Larry Langdon: Career Commitment to ADR Has Paid Off – Outside the Courtroom
Larry with his wife XX
During his 45-year career practicing law, Larry R. Langdon '61 has worked for public and private business, a nonprofit organization, as well as the federal government. He prides himself on the fact that he has rarely seen the inside of a courtroom.
How is this possible? Larry's commitment to the principles of alternative dispute resolution (ADR) – promoting mediation and negotiation as alternatives to litigation – has saved these diverse clients time and money.
OSU's Moritz College of Law has one of the nation's top alternative dispute resolution programs. For more than twenty years, Moritz has trained students to seek creative solutions to resolve disputes. Its Ohio State Journal on Dispute Resolution is the official law journal of the American Bar Association's Section on Dispute Resolution, and is the most cited journal in the field of ADR. Though the ADR program did not exist when Larry went through law school, his work in both public and private business and government stands as a testament to its tactics.
"For many business disputes, going to court is too expensive, too time consuming and too public a forum to deal with complex disputes that a business may encounter," Larry said.

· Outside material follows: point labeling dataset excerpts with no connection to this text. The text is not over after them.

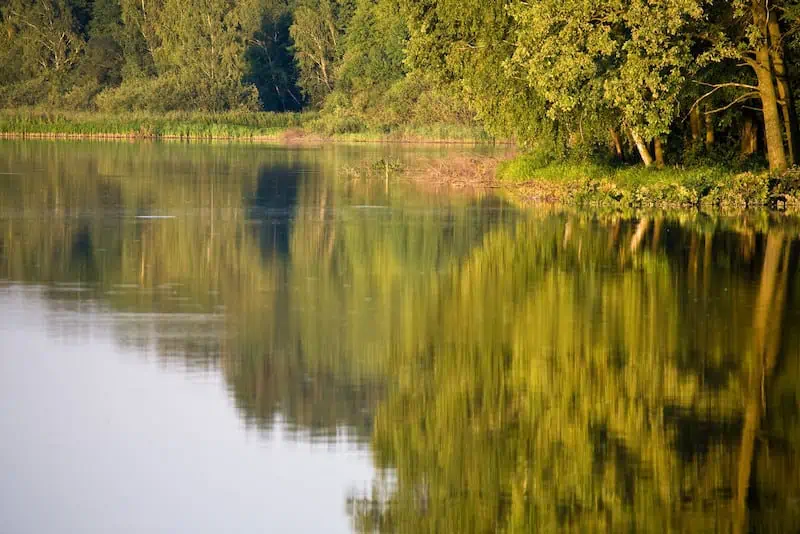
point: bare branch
(741, 98)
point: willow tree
(48, 35)
(463, 45)
(749, 33)
(317, 32)
(608, 54)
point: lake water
(234, 338)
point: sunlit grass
(227, 125)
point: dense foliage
(626, 80)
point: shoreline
(596, 187)
(255, 127)
(283, 137)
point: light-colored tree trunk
(773, 127)
(694, 123)
(710, 134)
(658, 148)
(749, 141)
(784, 90)
(641, 146)
(616, 143)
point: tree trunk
(773, 128)
(710, 134)
(749, 143)
(694, 123)
(641, 146)
(658, 148)
(616, 143)
(784, 90)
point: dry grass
(457, 171)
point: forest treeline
(674, 80)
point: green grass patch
(229, 125)
(232, 125)
(535, 178)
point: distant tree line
(633, 79)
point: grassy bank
(253, 126)
(525, 181)
(638, 187)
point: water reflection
(510, 371)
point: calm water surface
(232, 338)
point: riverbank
(524, 181)
(302, 127)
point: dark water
(217, 338)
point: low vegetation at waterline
(674, 82)
(528, 181)
(239, 125)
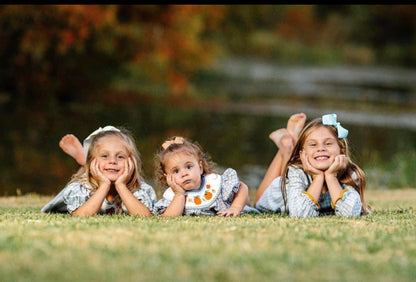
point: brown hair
(346, 177)
(174, 145)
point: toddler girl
(111, 181)
(194, 186)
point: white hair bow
(87, 141)
(331, 119)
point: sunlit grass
(44, 247)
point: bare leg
(295, 125)
(284, 142)
(285, 139)
(71, 145)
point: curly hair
(174, 145)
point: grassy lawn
(44, 247)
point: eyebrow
(315, 140)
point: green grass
(44, 247)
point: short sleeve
(75, 195)
(161, 205)
(272, 199)
(299, 203)
(230, 185)
(146, 194)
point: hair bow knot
(175, 140)
(331, 119)
(87, 141)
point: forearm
(274, 170)
(241, 197)
(334, 187)
(92, 206)
(315, 189)
(133, 205)
(176, 207)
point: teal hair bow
(331, 119)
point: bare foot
(71, 145)
(282, 139)
(295, 125)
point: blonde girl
(111, 182)
(193, 185)
(319, 177)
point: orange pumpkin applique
(208, 195)
(197, 200)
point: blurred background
(224, 76)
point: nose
(321, 147)
(184, 172)
(112, 159)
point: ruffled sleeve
(161, 205)
(230, 185)
(147, 195)
(75, 195)
(300, 204)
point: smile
(321, 158)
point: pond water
(377, 106)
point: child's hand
(307, 167)
(126, 174)
(340, 164)
(229, 212)
(97, 174)
(175, 186)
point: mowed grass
(268, 247)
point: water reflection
(377, 106)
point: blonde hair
(346, 177)
(175, 145)
(88, 181)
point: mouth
(186, 182)
(321, 158)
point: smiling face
(321, 148)
(185, 169)
(112, 155)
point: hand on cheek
(126, 173)
(175, 186)
(307, 166)
(340, 163)
(97, 174)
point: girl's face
(185, 169)
(321, 148)
(112, 156)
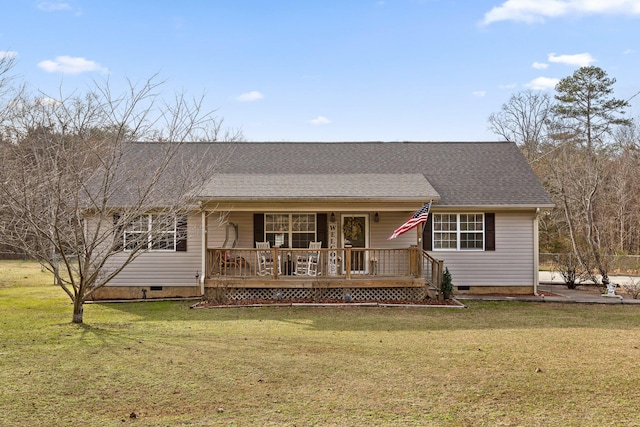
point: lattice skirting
(318, 294)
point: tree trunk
(78, 307)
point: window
(458, 232)
(290, 230)
(156, 232)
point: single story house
(313, 220)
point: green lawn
(492, 364)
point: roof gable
(460, 174)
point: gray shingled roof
(319, 187)
(459, 173)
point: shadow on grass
(479, 315)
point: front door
(355, 232)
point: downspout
(536, 253)
(203, 261)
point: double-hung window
(459, 232)
(155, 232)
(292, 230)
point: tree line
(587, 155)
(68, 160)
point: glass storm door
(355, 232)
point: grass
(492, 364)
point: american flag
(419, 217)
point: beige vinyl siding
(511, 264)
(164, 268)
(216, 230)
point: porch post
(203, 262)
(536, 253)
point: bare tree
(523, 120)
(80, 172)
(592, 114)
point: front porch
(359, 274)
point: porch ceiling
(406, 187)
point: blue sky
(349, 70)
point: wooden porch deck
(321, 268)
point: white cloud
(254, 95)
(70, 65)
(531, 11)
(8, 54)
(542, 83)
(48, 6)
(580, 59)
(320, 120)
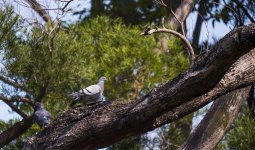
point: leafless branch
(38, 8)
(11, 82)
(16, 99)
(149, 31)
(17, 110)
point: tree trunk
(98, 126)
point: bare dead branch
(244, 68)
(149, 31)
(16, 99)
(11, 82)
(38, 8)
(111, 121)
(17, 110)
(217, 121)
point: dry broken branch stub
(149, 31)
(100, 125)
(241, 74)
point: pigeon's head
(38, 105)
(102, 79)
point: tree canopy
(152, 82)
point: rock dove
(42, 116)
(90, 95)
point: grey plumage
(89, 95)
(42, 116)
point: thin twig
(16, 99)
(11, 82)
(149, 31)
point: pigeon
(90, 95)
(42, 116)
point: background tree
(50, 62)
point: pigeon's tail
(73, 103)
(75, 97)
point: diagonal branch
(11, 82)
(175, 33)
(243, 69)
(15, 131)
(17, 110)
(38, 8)
(16, 99)
(217, 121)
(97, 126)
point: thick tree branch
(15, 131)
(241, 74)
(95, 127)
(217, 121)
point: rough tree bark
(241, 74)
(15, 131)
(217, 121)
(97, 126)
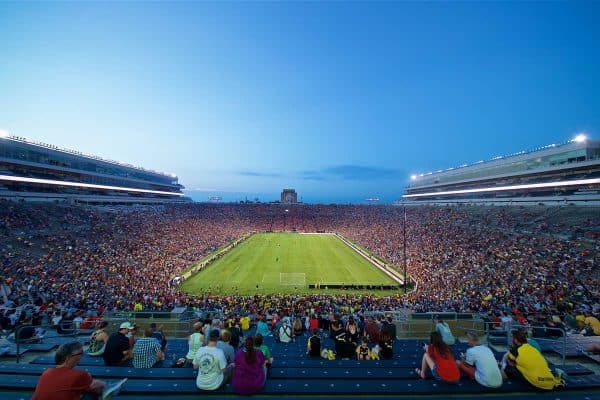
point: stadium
(38, 171)
(91, 247)
(564, 173)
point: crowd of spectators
(74, 262)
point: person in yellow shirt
(525, 362)
(592, 325)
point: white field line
(371, 260)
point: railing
(411, 328)
(69, 328)
(508, 328)
(171, 328)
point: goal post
(292, 278)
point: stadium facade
(554, 174)
(36, 171)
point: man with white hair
(65, 381)
(480, 363)
(285, 331)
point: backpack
(315, 345)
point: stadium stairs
(295, 376)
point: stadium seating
(298, 375)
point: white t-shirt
(285, 333)
(443, 329)
(210, 361)
(487, 372)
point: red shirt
(444, 366)
(62, 384)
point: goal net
(292, 278)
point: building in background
(36, 171)
(564, 173)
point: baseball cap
(125, 325)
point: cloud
(259, 174)
(347, 172)
(352, 173)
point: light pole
(404, 234)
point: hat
(214, 334)
(125, 325)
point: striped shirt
(145, 352)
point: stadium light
(511, 187)
(82, 185)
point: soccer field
(285, 263)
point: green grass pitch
(285, 263)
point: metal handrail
(18, 341)
(513, 327)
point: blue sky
(341, 101)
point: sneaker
(112, 389)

Nothing demonstrates this better than the four-year period Larry spent at the Internal Revenue Service serving as commissioner for the Large and Mid-Size Business Division from 1999 to 2003, where he instituted dispute resolution processes designed to reduce appeals time.
Larry managed tax compliance for corporate and partnership taxpayers with more than $10 million in assets, paying more than $600 billion in taxes. He recruited an internal and external team of 38 executives and led a nationwide workforce of 6,000, with an annual budget of more than $680 million.
Larry said he told his suitors at the IRS that he only wanted the job if he could make a material difference. That he did.
The Fast Track Settlement appeals system he proposed cut appeal times by ninety percent, from an average of 780 days to a mere 70 days. He also introduced innovative issue management strategies such as the Pre-Filing Agreement Program and the Industry Issue Resolution Program.
"'Witnesses and documents don't get better with age,'" Larry said a colleague once told him. "When I came in, there were some audits as old as 14 years. It is important for taxpayers that the appeals process moves quickly, and it's better to resolve them by administrative process, rather than in court."
Prior to going to work for the government, Larry spent 22 years with Hewlett-Packard, starting in 1978, where he served primarily as vice president of tax, licensing and customs. It was a time period that gave him a front row seat to the burgeoning Silicone Valley scene.
"I came to Hewlett Packard at a time when I was able to work directly with Bill Hewlett and Dave Packard. When I got there it already was a $1.4 million company, with 35 percent annual growth. It was a good time to be part of that business team," Larry said.
It was an opportunity that not only allowed Larry to build his wealth within a successful company, but also gave him a great environment in which to raise his family and to be involved in volunteer groups.
Since leaving his position at the IRS, he took a job as partner and director of global tax practice for Mayer, Brown, Rowe & Maw – his first time working in a law firm.
"I thought I was at retirement age," he said with a laugh, but fourteen firms began vying for his services as soon as he left the IRS. He settled on Mayer Brown because the Chicago firm's Palo Alto, Calif. office was close to his family's long-time home. He serves as a jack-of-all-trades, working with lawyers from around the firm on tax-related cases.
In all the cases he has participated in since joining the firm, not one has gone to litigation. "Some people might view that as a negative," he said. "I see it as a badge of honor." No doubt it's a career that will serve as a great example to aspiring students in the Moritz alternative dispute resolution program.